Porque son los indivíduos los que conformen la especie, aunque como indivíduos nos comportemos muy distintamente a como lo hacemos en calidad de especie.
Si una persona mata una lagartija, puede ser multado por que es una especie protejida. Si aniquila la vida de un indivíduo de esa especie, atenta contra el abstracto de la especie, ya que la supervivencia de esta está comprometida.
Quizás este acto solemne que hacemos como especie dominante de este planeta (dominante porque hacemos lo que nos sale de los cojones) sea otra de los efectos de una causa mayor, de una razón, la cual excruté, excreté y miccioné, por así decirlo en un amargo sentimiento de tristeza y emoción a la vez.
Los seres humanos nos preocupamos por las especies porque nos hemos percatado de que no somos capaces de conservarlas.
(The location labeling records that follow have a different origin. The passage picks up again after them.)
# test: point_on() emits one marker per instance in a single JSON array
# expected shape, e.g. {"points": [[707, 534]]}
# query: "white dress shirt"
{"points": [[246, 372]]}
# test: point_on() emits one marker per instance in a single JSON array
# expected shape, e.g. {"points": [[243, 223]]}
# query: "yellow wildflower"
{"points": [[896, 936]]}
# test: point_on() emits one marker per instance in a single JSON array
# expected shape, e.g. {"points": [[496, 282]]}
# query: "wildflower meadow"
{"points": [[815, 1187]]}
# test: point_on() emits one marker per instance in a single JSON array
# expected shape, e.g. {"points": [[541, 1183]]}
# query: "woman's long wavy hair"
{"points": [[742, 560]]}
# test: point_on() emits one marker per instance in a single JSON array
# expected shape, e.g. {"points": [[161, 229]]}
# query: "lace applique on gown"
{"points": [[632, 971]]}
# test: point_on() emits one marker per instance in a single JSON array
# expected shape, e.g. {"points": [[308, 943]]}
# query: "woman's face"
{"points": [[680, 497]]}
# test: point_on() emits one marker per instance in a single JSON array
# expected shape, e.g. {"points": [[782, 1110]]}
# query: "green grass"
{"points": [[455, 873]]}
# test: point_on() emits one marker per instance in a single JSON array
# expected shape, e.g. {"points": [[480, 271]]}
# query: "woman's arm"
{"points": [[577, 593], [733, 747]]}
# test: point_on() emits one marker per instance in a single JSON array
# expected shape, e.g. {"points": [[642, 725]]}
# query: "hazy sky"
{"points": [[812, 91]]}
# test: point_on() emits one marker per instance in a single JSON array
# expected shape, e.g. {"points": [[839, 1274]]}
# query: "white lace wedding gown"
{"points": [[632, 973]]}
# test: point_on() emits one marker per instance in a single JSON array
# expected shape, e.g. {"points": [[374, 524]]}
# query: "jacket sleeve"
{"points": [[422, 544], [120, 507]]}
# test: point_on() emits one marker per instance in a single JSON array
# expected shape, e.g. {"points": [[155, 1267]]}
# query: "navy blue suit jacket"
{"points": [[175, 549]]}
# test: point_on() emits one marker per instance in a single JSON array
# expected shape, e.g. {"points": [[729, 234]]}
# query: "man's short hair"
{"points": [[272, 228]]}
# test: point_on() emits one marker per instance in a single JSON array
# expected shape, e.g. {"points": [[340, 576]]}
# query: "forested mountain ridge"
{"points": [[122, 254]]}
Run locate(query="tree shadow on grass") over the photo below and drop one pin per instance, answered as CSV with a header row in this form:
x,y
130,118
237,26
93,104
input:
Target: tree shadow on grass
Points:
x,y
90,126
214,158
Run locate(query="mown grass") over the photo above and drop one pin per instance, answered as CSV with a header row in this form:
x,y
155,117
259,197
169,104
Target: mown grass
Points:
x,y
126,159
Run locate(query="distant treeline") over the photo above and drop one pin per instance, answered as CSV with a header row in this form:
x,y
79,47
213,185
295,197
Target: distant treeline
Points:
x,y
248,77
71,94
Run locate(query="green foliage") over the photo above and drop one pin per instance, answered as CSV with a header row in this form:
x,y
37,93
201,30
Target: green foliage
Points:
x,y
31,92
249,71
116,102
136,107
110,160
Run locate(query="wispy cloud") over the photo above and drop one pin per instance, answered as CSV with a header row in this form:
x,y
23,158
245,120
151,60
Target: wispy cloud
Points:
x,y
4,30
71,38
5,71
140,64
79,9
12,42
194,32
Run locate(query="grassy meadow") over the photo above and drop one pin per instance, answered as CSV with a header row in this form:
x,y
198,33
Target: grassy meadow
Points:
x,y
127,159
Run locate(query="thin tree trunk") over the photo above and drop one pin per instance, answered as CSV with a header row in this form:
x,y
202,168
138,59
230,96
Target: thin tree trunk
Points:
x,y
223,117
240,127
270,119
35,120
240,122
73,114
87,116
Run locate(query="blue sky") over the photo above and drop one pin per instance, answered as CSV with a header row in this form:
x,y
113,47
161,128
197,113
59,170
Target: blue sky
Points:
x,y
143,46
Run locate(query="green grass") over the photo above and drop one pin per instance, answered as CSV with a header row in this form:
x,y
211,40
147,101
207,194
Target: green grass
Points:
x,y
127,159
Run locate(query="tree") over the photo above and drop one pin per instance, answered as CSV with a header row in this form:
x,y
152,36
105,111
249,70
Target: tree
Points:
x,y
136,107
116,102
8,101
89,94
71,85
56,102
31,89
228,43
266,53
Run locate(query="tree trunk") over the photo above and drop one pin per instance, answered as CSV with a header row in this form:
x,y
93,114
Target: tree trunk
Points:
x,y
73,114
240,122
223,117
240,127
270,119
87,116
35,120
Nos preocupa que se pierdan, que queden en el vacío, que desaparezcan, que no perduren para conocimiento de futuras generaciones ni para uso lucrativo o lúdico de sus indivíduos. Nos preocupa por tanto, que la especie perdure, que sus indivíduos sobrevivan, mimamos sus indivíduos.
¿Los pollos? Controlamos su ciclo vital, desde el huevo hasta el siguiente huevo.
Es una especie que nos da igual, no va a desaparecer. Los niños del siglo XXII podrán observar las abominaciones genéticas que hacemos con ellos. Es algo totalmente inhumano lo que vive un indivíduo de dicha especie: Nace, engorda, su cuerpo se ve afectado por hormonas que le suministran… pero da igual, es un puto pollo, le cortan la cabeza y acabará en mi plato en 13 días…
Uno se pregunta… Antes de que los primeros Homos domesticaran al primer pollo… ¿Cómo vivían esas malditas criaturas de $deity?
Eso es algo que ya se ha perdido, que da igual, que me duele, que ha alienado la especie del pollo de corral…
¿Por qué la gente escribe sus memorias, cuando se acercan a determinada edad?
Quizás algunos piensen que han vivido mucho, que toda una vida de logros y de cosas bonitas merece la vida no caer en el vacío: vacío identificado con el olvido que acompaña a la muerte y a no haber contado esas cosas nunca.
Cuando se escriben las memorias se tiende a intentar hacer una obra lírica excepcional, que acaba por convertirse en Cómo me molo, cuántas cosas he hecho, Cuantas cosas podían haber sucedido de otra manera, o Qué ignorante/inocente fuí y como me molaba todo.
Es el miedo a que lo que apreciamos, caiga en el olvido, no en la ignorancia, es decir: se pierda definitivamente.
Cuando seamos inmortales, cuando se pueda volcar la memoria de un ser humano a un disco duro, cuando las cabezas se conserven vivas en tarros de cristal… ¿Se escribirán memorias?
Cuando podamos reproducir un ADN elaborando la variabilidad necesaria para generar una especie sana y con ADN fuerte, ¿protegeremos las especies?
Fuí a los bosques porque quería vivir la vida a conciencia, quería vivir a fondo y extraer todo el meollo a la vida, olvidar todo lo que no fuera la vida para no llegar a la muerte descubriendo que no había vivido.